Umbertide si appresta a commemorare il 25 aprile, data dalla doppia ricorrenza che ricorda l’anniversario della Liberazione dell’Italia dall’occupazione nazi-fascista ma anche il bombardamento che il 25 aprile del 1944 rase al suolo Borgo San Giovanni, causando 70 morti.

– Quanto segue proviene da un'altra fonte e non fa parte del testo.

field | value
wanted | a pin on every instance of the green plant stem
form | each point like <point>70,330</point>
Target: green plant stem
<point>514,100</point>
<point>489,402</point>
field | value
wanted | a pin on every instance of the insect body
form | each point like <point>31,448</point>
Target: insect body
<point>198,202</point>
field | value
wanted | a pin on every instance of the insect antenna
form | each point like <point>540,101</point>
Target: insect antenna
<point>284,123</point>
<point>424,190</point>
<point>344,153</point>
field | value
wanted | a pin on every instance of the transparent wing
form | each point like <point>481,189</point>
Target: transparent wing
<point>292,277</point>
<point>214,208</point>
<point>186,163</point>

“E’ la Festa della nostra Italia, democratica e repubblicana e, come tale – dicono dal PD umbertidese -, deve essere la festa sentita da tutti, quella che celebra gli eventi che hanno assicurato pace, uguaglianza, riconoscimento dei diritti”. “L’Umbria, e Umbertide, ha dato un contributo fondamentale nella lotta di liberazione dal fascismo e dal nazismo. Ed ha pagato un tributo altissimo in termini di vite umane. E gli umbri e gli umbertidesi di allora hanno scritto una bellissima pagina di storia, alta e nobile. Ecco dunque il senso della festa del 25 Aprile. Un’occasione di memoria, ma anche di lotta. È fondamentale, infatti, conoscere i fascismi di allora, per combattere quelli di oggi”.

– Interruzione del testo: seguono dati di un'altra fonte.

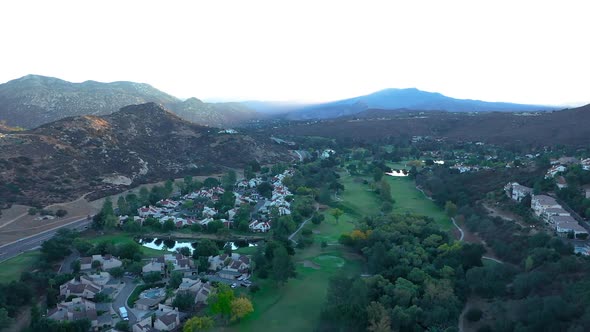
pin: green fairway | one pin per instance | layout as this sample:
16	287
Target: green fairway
409	199
11	269
357	197
296	306
121	238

“Tra le barbarie e la democrazia, tra la sopraffazione e la libertà, non si sta in mezzo. Noi – continuano dal PD – siamo dalla parte della pace, della libertà, della nostra storia più nobile. È proprio in questa giornata tanto importante, che siamo richiamati all’impegno di inverare, ogni giorno, la Costituzione: garantendo il diritto alla salute, battendoci per il salario minimo, per il diritto allo studio come leva di emancipazione sociale e dicendo stop a tutte le guerre. Per il diritto al futuro. Viva il 25 aprile, viva l’Italia libera e democratica!”.